Maintenant que le Conseil de sécurité s'est prononcé, il doit mettre en œuvre des mesures pratiques pour ralentir et finalement arrêter les combats. Sa résolution devrait servir de signal d'alarme aux responsables politiques afin qu'ils intensifient les efforts conjoints, notamment parce que le conflit s'étend plus rapidement que la diplomatie ne peut y répondre.

Il s'agit notamment de mesures visant à protéger les civils et les infrastructures dont ils dépendent, comme les hôpitaux. Jusqu'à présent, le conflit perturbe considérablement le système de santé soudanais. L'Organisation mondiale de la santé a recensé 58 attaques contre des établissements de soins de santé depuis le début des combats, et constaté qu'en raison de la violence et des pénuries, 70 % des hôpitaux dans les états touchés par le conflit ne sont pas fonctionnels.

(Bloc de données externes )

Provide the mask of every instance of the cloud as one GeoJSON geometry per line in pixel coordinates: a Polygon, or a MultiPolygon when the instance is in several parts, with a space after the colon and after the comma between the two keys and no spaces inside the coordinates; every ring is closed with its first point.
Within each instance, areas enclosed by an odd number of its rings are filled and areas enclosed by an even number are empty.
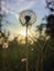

Il est également urgent de faciliter l'acheminement de l'aide humanitaire par les voies les plus directes. Compte tenu les difficultés d'accès actuelles au Soudan, il faudra trouver des moyens nouveaux et innovants d'attirer l'attention sur les différents obstacles, ce qui pourrait déboucher sur des solutions diplomatiques plus efficaces. L'International Rescue Committee par exemple propose la création d'une nouvelle Organisation indépendante d'accès afin d'améliorer les rapports sur les obstacles à l'accès et d'encourager les décideurs politiques internationaux, régionaux et nationaux à agir.

Il est tout aussi vital d'accroître le financement. Lors d'une conférence d'engagement à l'ONU l'année dernière, les donateurs ne se sont engagés que pour moins de la moitié de la somme nécessaire à l'aide humanitaire au Soudan et aux pays voisins qui hébergent des réfugiés. Cette année près de 25 millions de personnes auront besoin d'aide au Soudan. Mais à ce jour les appels à 2,7 milliards et à 1,4 milliards de dollars de financement lancés respectivement par le Bureau des Nations unies pour la coordination des affaires humanitaires et l'Agence des Nations unies pour les réfugiés sont loin d'atteindre leurs objectifs. Le fardeau que représentent les réfugiés pour d'autres pays, notamment la République centrafricaine, le Tchad et l'Ethiopie, accroît le risque d'une déstabilisation de la région.

Les événements du Soudan au cours de ces dernières années montrent à quelle vitesse un pays peut sombrer dans la violence. Il y a 3 ans, un gouvernement civil a pris le pouvoir. Mais maintenant le pays est devenu une zone de guerre cauchemardesque. Selon l'International Crisis Group, le Soudan est au bord du gouffre, Khartoum, la capitale économique et politique du pays est "méconnaissable". En l'absence d'aide supplémentaire pour le Soudan et ses voisins, l'instabilité va s'étendre. Il faut un leadership politique courageux pour mettre fin à cette glissade. Les dirigeants politiques doivent agir rapidement pour que le vide du pouvoir au Soudan ne se transforme pas en une menace de plus grande ampleur.